I'd recommend checking out polars as an alternative to pandas - https://github.com/pola-rs/polars
It has a rather different api, and is significantly faster. Highly recommend it.
Here's another alternative. I wrote Dataiter specifically as I too was frustrated with Pandas. In my experience if you design a new API from scratch (and don't try to reimplement the Pandas API as many projects have done!) and have some vision and consistent principles, it's well possible to get a good intuitive API as a result. Two relevant issues remain: You're limited by NumPy's datatypes and their problems, such as memory-hogging strings and a lack of a proper missing value (NA), and secondly, limited by the Python language, so compared to e.g. dplyr's non-standard evaluation, you'll need to use lambda functions, which are unfortunately clumsy and verbose.
https://github.com/otsaloma/dataiter
Here's a comparison of dplyr vs. Dataiter vs. Pandas, which should give quick overview of the similarieties and differences.
https://dataiter.readthedocs.io/en/latest/_static/comparison...
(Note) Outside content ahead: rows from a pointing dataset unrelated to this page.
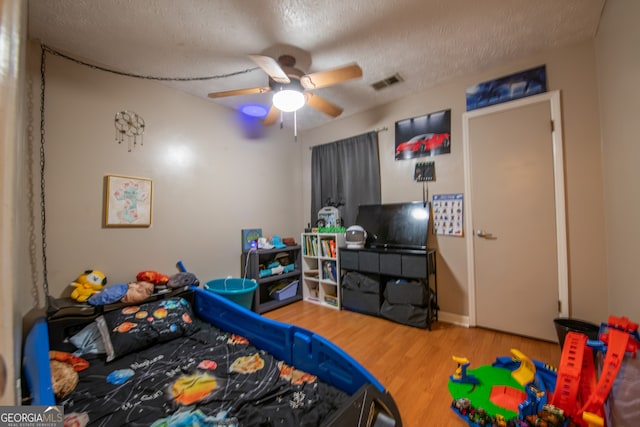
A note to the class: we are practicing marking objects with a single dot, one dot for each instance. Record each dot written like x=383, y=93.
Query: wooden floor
x=413, y=364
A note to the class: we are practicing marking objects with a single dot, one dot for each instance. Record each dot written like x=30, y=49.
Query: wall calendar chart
x=448, y=214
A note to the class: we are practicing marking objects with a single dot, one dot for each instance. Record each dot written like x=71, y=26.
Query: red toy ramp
x=576, y=390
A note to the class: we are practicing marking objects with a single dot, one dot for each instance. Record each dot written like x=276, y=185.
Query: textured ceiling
x=426, y=41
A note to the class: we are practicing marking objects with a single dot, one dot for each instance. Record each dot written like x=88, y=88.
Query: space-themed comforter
x=210, y=377
x=194, y=358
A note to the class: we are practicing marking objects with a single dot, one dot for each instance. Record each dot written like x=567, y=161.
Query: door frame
x=553, y=98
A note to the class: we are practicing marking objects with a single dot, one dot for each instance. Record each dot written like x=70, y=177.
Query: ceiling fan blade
x=271, y=67
x=330, y=77
x=272, y=116
x=235, y=92
x=321, y=104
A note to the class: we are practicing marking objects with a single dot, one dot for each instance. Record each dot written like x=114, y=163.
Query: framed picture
x=127, y=201
x=507, y=88
x=250, y=236
x=427, y=135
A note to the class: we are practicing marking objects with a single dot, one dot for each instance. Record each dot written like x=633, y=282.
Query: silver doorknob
x=484, y=234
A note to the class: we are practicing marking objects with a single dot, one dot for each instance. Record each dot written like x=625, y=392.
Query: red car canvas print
x=421, y=136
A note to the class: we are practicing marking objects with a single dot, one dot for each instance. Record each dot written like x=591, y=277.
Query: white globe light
x=288, y=100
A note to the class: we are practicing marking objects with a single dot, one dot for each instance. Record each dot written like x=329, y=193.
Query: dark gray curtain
x=348, y=172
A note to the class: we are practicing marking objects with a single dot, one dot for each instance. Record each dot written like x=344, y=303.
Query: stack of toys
x=518, y=391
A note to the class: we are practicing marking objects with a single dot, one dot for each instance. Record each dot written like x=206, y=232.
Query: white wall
x=13, y=19
x=572, y=71
x=618, y=70
x=209, y=181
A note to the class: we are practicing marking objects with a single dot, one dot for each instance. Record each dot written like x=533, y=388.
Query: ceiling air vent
x=381, y=84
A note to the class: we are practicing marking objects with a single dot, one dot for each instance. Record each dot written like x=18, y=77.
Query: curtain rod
x=382, y=129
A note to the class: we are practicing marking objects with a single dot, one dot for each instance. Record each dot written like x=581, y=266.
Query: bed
x=223, y=365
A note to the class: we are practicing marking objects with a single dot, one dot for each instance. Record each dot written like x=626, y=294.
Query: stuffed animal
x=64, y=372
x=88, y=283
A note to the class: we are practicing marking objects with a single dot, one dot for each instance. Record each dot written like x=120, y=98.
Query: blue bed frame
x=370, y=403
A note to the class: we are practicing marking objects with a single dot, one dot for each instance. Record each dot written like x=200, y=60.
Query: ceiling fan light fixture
x=288, y=100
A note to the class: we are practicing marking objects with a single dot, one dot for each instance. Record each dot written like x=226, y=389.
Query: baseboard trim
x=455, y=319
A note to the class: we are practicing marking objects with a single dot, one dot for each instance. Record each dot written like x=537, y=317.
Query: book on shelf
x=331, y=300
x=329, y=271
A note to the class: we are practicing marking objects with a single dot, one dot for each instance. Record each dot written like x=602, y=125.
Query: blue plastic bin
x=239, y=291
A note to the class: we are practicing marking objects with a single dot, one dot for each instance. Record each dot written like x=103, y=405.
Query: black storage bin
x=361, y=293
x=564, y=326
x=360, y=282
x=406, y=314
x=406, y=293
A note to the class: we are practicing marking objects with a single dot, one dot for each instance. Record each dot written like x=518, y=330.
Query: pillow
x=88, y=340
x=181, y=279
x=134, y=327
x=109, y=295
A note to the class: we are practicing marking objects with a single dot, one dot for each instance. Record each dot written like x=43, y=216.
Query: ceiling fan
x=286, y=79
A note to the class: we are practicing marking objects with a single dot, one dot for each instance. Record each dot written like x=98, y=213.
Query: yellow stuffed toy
x=89, y=283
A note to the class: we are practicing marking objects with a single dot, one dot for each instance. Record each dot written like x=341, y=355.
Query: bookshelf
x=321, y=268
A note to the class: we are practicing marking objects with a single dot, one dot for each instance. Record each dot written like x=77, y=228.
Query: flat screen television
x=395, y=225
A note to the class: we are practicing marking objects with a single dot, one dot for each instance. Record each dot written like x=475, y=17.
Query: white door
x=514, y=228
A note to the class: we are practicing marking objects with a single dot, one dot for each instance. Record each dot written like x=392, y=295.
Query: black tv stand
x=370, y=283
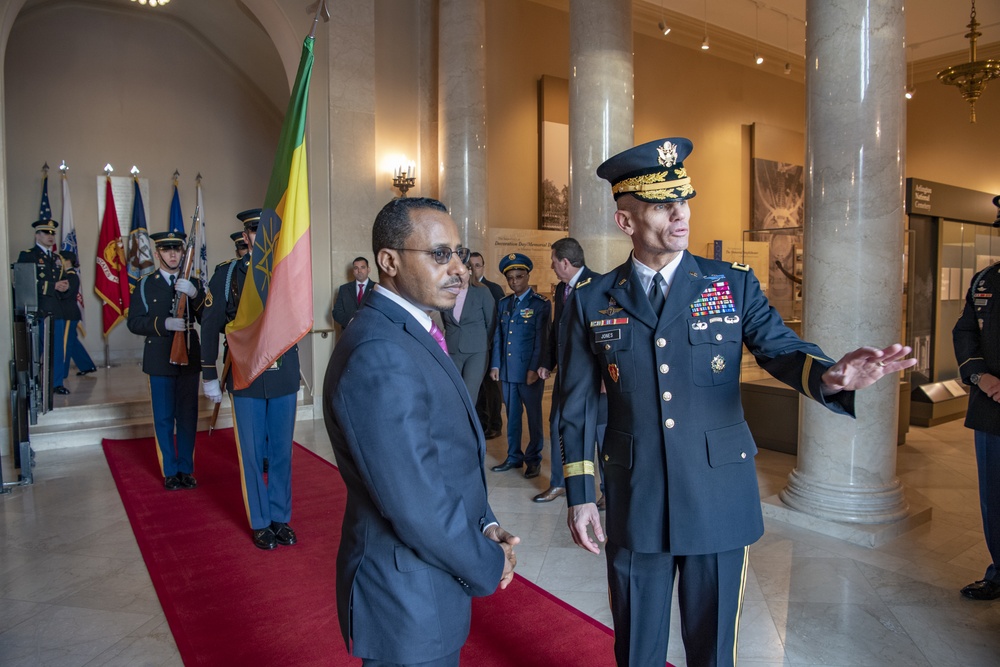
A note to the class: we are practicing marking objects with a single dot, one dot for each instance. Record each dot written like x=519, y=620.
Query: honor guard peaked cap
x=168, y=239
x=653, y=172
x=250, y=219
x=45, y=225
x=515, y=260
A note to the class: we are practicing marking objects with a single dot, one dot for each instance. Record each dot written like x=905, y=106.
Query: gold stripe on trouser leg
x=739, y=605
x=156, y=440
x=239, y=455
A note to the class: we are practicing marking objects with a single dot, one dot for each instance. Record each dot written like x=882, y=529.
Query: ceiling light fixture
x=971, y=77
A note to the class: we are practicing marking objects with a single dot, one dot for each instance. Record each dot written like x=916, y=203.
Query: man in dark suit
x=976, y=338
x=173, y=388
x=568, y=263
x=467, y=328
x=665, y=332
x=52, y=284
x=489, y=403
x=353, y=295
x=264, y=412
x=419, y=538
x=518, y=343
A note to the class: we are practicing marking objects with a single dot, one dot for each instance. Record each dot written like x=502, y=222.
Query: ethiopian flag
x=275, y=309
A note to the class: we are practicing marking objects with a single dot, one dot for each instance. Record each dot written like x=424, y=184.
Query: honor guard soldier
x=53, y=285
x=173, y=387
x=241, y=244
x=518, y=342
x=264, y=412
x=665, y=332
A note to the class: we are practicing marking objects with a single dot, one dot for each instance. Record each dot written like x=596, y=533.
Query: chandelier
x=971, y=77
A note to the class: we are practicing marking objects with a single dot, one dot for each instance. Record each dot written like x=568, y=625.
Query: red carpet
x=229, y=603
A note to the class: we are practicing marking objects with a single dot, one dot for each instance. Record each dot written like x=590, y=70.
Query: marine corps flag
x=275, y=310
x=111, y=281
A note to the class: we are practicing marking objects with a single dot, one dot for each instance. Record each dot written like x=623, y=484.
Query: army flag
x=275, y=310
x=44, y=209
x=176, y=219
x=111, y=281
x=140, y=248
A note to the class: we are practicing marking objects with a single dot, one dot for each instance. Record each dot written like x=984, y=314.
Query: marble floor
x=74, y=589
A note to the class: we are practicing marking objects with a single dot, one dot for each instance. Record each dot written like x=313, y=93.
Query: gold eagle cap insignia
x=666, y=154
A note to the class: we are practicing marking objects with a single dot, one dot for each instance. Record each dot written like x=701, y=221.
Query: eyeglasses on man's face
x=443, y=255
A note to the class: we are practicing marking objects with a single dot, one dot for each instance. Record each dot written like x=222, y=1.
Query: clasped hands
x=507, y=543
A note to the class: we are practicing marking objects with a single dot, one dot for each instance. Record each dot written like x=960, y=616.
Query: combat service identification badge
x=613, y=372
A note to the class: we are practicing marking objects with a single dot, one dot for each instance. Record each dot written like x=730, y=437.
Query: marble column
x=462, y=112
x=855, y=157
x=601, y=108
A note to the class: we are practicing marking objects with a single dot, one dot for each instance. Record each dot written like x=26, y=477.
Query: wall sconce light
x=403, y=178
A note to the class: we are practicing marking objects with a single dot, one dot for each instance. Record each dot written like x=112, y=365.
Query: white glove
x=175, y=324
x=186, y=287
x=212, y=390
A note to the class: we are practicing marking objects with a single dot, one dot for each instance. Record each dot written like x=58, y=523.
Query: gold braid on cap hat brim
x=656, y=185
My team has been trying to modernize pandas from a different tact. Regardless of struggle with the syntax, it seems Pandas is very sticky, and we don't predict much migration to other data science languages. Instead of refining the syntax, we have combined it with a spreadsheet GUI (https://github.com/mito-ds/monorepo). Here, we worry less about writing perfect syntax ourselves, and let the GUI write the code for functions like pivot tables and merges that work well visually.
You don't need pandas to do chaining. It's a one-liner in pure python: https://github.com/tpapastylianou/chain-ops-python
Not to mention, it's a lot more debuggable this way (which is generally the biggest downside to most specialised chaining approaches).